Using Lambda with S3 and Comprehend (Node.js)

Andre Tai
8 min readOct 21, 2020

--

One way to get started with serverless computing is by building simple compute functions on cloud platforms such as AWS or Google Cloud. In this article, I am going to show you how to create a Lambda function that gets an object from a S3 bucket, does something with it and saves the output into the same bucket.

TABLE OF CONTENTS

OVERVIEW

Here’s an overview of the function we are going to create.

An Overview of the Function

The Lambda function that we will be creating is a basic function that is first triggered by a PUT action (when someone creates or uploads a file) from the S3 bucket, to collect an object (or file) from the bucket. The function will parse the object and extract its contents to be processed by another service called Comprehend. Comprehend is a Natural Language Processing or NLP service provided by Amazon that is capable of various tasks such as sentiment analysis and key phrases extraction.

The data that we want to process is an array of texts and we want Comprehend to extract the key phrases from them to be used as tags for a website’s content. Once the extraction is complete, the results will be sent back to our function where they will be encoded into a file and stored into the bucket.

Disclaimer: It is usually recommended to store input and output files in separate buckets to prevent recursive invocations, but for simplicity we will use the same bucket with separate folders instead.

Let’s get started.

BUCKET CONFIGURATION

First of all, we need to create a S3 bucket to store our files. From the AWS Management Console, navigate to the S3 service and create a bucket (specify a region and leave everything as default).

Under Services > Storage, Select S3.
Create a bucket in the region of your choice

CREATE FOLDERS AND UPLOAD OBJECT

Once we have our bucket, create a ‘data’ folder to store our initial data and a ‘output’ folder to store the response from our Lambda function. It is important to separate these two because if we look at the overview diagram, the Lambda function is triggered by a PUT action, so storing the output in the same directory will reinvoke the function.

Then, inside the ‘data’ folder, we will upload a JSON file called ‘texts.json’ containing an array of texts.
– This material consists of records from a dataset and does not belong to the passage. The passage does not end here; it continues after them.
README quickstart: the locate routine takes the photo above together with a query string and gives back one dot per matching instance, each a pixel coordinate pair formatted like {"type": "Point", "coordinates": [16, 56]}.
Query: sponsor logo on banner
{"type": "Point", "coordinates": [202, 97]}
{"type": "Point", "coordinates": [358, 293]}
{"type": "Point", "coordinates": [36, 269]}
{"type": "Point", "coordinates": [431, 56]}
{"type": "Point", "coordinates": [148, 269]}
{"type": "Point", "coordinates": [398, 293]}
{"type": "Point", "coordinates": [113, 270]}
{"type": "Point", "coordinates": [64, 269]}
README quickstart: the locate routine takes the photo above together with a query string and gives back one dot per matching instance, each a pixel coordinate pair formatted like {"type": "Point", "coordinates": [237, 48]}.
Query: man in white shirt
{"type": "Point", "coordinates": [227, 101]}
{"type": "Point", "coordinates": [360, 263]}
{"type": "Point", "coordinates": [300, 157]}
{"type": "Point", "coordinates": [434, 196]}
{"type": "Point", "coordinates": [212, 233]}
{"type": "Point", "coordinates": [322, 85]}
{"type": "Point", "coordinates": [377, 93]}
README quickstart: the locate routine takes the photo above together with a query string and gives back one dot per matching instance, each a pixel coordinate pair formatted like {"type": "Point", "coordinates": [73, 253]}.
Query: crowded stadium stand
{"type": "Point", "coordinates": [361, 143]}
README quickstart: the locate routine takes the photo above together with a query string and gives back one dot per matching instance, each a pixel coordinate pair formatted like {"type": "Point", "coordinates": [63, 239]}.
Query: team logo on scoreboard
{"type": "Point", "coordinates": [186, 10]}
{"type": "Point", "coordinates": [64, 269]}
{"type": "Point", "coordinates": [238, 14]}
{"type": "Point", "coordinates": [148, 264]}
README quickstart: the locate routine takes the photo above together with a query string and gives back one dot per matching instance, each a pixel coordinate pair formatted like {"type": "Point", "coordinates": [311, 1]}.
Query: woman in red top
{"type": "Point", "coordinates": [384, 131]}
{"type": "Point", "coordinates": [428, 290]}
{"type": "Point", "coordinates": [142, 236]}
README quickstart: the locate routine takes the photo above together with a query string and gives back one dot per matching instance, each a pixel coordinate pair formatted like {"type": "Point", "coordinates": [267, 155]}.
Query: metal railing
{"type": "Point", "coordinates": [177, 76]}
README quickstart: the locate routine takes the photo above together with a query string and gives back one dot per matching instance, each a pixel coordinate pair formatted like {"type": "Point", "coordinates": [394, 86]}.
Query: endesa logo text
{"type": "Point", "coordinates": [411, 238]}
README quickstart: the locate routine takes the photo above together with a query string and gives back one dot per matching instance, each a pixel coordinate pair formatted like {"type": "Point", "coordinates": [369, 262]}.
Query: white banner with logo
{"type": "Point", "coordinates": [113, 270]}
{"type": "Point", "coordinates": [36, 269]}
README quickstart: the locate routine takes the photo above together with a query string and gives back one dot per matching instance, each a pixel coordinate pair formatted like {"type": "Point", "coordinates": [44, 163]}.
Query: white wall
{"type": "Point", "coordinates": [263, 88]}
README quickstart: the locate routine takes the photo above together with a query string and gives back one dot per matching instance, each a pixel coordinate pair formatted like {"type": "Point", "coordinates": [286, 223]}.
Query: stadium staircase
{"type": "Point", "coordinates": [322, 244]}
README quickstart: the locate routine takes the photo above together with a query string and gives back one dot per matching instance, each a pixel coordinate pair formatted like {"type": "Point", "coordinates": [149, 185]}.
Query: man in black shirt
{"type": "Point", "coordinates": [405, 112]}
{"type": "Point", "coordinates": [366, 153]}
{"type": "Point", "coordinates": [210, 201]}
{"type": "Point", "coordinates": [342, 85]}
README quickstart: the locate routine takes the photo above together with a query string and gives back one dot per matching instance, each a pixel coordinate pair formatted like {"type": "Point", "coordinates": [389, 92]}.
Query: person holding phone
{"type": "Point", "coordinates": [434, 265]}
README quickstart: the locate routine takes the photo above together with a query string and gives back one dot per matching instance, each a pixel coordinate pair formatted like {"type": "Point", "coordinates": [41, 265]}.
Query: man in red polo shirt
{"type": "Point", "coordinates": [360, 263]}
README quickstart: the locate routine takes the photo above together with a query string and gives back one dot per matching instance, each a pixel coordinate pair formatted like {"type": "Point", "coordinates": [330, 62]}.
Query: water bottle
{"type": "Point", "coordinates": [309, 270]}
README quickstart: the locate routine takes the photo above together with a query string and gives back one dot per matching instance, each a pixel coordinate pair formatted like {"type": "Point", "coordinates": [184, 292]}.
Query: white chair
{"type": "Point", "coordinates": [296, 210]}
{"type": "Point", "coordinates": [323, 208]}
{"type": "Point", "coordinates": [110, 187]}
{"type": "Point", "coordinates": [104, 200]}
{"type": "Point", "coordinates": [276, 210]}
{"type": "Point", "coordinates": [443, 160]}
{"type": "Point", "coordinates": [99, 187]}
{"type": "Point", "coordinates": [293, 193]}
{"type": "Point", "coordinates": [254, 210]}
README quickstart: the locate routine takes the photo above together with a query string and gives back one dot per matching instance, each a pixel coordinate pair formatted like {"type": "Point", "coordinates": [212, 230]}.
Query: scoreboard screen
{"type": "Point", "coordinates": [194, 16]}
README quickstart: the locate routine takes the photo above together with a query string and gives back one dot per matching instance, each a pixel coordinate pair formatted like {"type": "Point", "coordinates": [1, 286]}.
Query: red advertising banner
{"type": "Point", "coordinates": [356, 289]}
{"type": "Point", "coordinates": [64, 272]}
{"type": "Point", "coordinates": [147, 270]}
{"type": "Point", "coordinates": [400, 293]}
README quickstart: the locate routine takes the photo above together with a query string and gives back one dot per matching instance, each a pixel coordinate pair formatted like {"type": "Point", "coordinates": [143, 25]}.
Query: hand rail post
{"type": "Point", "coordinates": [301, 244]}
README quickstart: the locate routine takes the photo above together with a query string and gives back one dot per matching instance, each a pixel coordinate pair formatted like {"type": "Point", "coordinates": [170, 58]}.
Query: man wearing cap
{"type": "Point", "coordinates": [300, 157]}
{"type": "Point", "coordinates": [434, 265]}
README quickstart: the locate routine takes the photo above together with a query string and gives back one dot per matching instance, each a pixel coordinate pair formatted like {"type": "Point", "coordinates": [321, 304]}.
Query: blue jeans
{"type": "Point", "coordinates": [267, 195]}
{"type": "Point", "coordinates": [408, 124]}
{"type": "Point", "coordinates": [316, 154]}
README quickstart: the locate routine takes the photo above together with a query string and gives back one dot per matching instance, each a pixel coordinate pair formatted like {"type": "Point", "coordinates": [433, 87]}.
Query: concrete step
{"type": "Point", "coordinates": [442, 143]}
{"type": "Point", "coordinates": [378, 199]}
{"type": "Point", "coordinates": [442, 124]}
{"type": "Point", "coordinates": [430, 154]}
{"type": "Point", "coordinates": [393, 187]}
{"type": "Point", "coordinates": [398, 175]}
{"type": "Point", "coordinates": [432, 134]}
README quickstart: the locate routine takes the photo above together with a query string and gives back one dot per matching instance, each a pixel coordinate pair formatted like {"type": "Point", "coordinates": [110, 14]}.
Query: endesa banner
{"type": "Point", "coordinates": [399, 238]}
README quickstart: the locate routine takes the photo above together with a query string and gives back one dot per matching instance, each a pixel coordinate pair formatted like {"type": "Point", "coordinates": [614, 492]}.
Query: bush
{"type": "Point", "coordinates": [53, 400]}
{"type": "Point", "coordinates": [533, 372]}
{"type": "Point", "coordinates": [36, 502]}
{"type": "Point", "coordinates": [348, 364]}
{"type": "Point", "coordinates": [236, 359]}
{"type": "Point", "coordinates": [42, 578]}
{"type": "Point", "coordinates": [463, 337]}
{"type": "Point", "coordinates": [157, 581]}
Create two new folders in the bucket.
Upload a JSON file containing an array of texts in the ‘data’ folder.

Now that we are done configuring our bucket, we can move on to Lambda in the next section.

FUNCTION CONFIGURATION

Head over to the Lambda service and click create a function.

Under Services > Compute, Select Lambda.
Click ‘Create function’.

At function creation, there will be options or templates we can choose from but in this example we will be building a Lambda function from scratch. Select ‘Author from scratch’, create a name for the function, and select Node.js as the language. Leave everything as it is and click ‘Create function’ at the bottom of the page.
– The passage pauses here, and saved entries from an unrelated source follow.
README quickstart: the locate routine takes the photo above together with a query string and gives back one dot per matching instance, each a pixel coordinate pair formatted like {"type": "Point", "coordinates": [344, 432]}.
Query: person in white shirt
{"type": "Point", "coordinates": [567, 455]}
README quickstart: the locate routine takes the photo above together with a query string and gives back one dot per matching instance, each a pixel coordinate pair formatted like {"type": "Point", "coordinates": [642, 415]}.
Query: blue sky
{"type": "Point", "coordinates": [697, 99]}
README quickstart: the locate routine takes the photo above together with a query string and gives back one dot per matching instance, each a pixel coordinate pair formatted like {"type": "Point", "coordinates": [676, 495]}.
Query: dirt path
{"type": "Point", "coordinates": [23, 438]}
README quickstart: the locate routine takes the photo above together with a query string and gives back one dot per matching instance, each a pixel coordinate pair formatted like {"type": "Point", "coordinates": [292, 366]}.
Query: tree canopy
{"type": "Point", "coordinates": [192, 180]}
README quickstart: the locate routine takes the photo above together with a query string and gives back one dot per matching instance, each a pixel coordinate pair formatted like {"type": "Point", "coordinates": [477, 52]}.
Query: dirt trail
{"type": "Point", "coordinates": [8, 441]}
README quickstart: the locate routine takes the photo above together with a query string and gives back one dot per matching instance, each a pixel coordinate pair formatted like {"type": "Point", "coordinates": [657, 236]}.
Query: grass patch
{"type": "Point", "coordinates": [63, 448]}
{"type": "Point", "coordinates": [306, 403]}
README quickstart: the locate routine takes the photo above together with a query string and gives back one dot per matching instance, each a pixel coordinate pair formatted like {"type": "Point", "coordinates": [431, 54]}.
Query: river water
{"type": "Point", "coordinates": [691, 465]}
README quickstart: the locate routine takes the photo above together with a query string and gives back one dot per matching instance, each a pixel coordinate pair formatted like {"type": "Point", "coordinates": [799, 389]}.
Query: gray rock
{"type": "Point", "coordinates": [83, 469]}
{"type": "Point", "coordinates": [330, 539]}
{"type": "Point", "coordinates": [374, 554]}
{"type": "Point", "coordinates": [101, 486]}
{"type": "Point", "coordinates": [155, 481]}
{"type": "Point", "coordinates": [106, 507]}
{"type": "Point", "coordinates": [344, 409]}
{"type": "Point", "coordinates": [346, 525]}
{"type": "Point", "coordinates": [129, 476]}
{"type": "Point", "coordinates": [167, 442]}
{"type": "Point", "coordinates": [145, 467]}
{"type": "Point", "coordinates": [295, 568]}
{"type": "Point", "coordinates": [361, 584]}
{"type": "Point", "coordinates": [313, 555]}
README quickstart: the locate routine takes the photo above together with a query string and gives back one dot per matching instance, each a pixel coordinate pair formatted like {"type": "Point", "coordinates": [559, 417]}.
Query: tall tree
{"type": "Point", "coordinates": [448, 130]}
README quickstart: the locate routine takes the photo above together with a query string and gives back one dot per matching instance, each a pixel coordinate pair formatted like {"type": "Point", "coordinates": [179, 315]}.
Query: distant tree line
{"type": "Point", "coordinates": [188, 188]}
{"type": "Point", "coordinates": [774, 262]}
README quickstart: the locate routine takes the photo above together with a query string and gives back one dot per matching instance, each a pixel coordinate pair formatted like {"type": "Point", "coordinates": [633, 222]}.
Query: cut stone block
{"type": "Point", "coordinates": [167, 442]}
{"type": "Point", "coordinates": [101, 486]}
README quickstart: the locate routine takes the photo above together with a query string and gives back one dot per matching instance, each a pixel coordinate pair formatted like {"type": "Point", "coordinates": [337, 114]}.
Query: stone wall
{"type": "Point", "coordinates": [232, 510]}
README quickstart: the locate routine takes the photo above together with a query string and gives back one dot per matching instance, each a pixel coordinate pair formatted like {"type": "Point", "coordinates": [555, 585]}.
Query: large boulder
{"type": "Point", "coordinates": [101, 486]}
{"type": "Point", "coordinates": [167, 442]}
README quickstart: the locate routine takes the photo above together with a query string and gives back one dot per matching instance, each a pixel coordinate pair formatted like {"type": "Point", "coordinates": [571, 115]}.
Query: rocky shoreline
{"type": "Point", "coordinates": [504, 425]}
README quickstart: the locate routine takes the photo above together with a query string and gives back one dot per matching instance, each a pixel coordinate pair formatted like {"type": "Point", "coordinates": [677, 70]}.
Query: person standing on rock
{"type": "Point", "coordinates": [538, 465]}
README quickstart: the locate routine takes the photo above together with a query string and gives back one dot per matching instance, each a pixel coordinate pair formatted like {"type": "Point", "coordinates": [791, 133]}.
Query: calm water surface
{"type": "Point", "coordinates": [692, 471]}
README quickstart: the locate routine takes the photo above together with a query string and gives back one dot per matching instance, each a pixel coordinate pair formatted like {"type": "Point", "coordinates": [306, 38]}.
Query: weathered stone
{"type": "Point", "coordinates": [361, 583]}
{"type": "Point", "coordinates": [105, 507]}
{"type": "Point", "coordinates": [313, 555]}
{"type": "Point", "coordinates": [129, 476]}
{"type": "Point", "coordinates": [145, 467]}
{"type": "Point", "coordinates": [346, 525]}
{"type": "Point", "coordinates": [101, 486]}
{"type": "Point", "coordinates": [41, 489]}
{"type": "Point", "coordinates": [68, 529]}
Select ‘Author from scratch’, name the function, and select Node.js as the language.
Leave everything as it is and click ‘Create function’.
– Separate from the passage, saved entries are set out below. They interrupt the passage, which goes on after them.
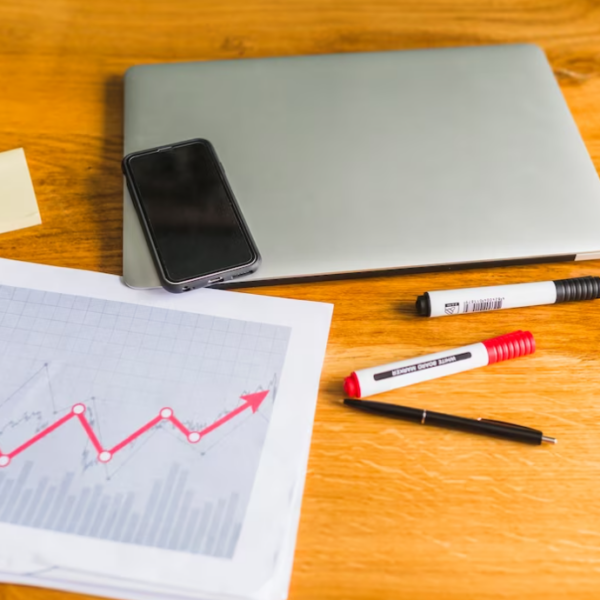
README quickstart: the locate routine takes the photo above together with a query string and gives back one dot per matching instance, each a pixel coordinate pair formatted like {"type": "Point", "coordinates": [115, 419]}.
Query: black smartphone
{"type": "Point", "coordinates": [192, 222]}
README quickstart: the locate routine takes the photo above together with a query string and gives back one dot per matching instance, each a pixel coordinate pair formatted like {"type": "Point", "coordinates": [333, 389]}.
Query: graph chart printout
{"type": "Point", "coordinates": [130, 423]}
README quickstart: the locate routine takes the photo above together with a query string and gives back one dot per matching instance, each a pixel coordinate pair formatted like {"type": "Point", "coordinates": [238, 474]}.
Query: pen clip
{"type": "Point", "coordinates": [522, 427]}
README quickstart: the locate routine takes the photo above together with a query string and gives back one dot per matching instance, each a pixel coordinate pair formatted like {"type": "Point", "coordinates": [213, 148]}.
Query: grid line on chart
{"type": "Point", "coordinates": [86, 448]}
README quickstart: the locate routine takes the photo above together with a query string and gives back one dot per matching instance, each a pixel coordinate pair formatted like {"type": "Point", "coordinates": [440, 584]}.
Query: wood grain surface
{"type": "Point", "coordinates": [391, 510]}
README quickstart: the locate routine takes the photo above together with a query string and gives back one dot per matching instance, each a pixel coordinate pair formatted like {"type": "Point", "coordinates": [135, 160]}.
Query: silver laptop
{"type": "Point", "coordinates": [356, 164]}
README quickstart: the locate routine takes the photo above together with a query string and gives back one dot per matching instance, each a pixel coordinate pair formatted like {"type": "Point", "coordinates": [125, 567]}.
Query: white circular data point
{"type": "Point", "coordinates": [104, 456]}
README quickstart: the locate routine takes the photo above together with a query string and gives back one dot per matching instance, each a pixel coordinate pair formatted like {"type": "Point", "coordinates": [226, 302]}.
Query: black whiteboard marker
{"type": "Point", "coordinates": [469, 300]}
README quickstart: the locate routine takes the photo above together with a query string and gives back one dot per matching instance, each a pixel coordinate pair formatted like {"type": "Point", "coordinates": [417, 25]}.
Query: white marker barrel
{"type": "Point", "coordinates": [468, 300]}
{"type": "Point", "coordinates": [376, 380]}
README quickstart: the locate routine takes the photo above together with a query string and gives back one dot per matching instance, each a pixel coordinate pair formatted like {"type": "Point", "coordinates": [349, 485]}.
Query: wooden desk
{"type": "Point", "coordinates": [391, 510]}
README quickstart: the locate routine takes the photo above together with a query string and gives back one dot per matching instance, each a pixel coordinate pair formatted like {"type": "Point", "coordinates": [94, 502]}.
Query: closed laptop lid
{"type": "Point", "coordinates": [370, 162]}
Upon creation, we will be redirected to the function’s page. In the following sections, we will create a trigger for our Lambda function and start writing some code.

ADDING FUNCTION TRIGGER

At the top of the function’s page, go to the ‘Designer’ section and click ‘Add trigger’. This will bring us to an ‘Add trigger’ page.

At the ‘Designer’ section, click ‘Add trigger’.

Type S3 into the search field and select S3 to configure a trigger. This will prompt a new section underneath with multiple fields that we need to fill.

  • Bucket : select the bucket we created earlier.
  • Event type: under ‘all object create events’, select the ‘PUT’ option.
  • Prefix : type ‘data’ to specify the directory with the uploaded object.
  • Suffix (optional) : type ‘json’ to specify the object type of our file.

Note: If you have noticed, prefix and suffix are actually optional but since we are using the same bucket to store our input and output data, we MUST specify the prefix at least, to ensure that our Lambda function will only be triggered by a ‘PUT’ action within the ‘data’ directory.

Fill in the fields ‘Bucket’, ‘Event type’, ‘Prefix’ and ‘Suffix’ (optional).

Once you have completed the form, scroll down and you will notice a warning about recursive invocations (this will not be an issue since we have already specified a directory), tick that you acknowledge the warning. Finally, at the bottom right, click ‘Add’.

If everything is okay, we should be redirected to the function’s page.

CODE FOR LAMBDA FUNCTION

At the function’s page, we will find an editor after the ‘Designer’ section. We will write our code here.

The function is very simple, we need AWS’s SDK for Javascript and 2 of its classes, S3 and Comprehend (you can access the documentation via this link). The function can be broken down into 3 steps:

  • Get object from S3 bucket.
  • Send object’s data to Comprehend and receive a response.
  • Save the response as a new object and store it in the S3 bucket.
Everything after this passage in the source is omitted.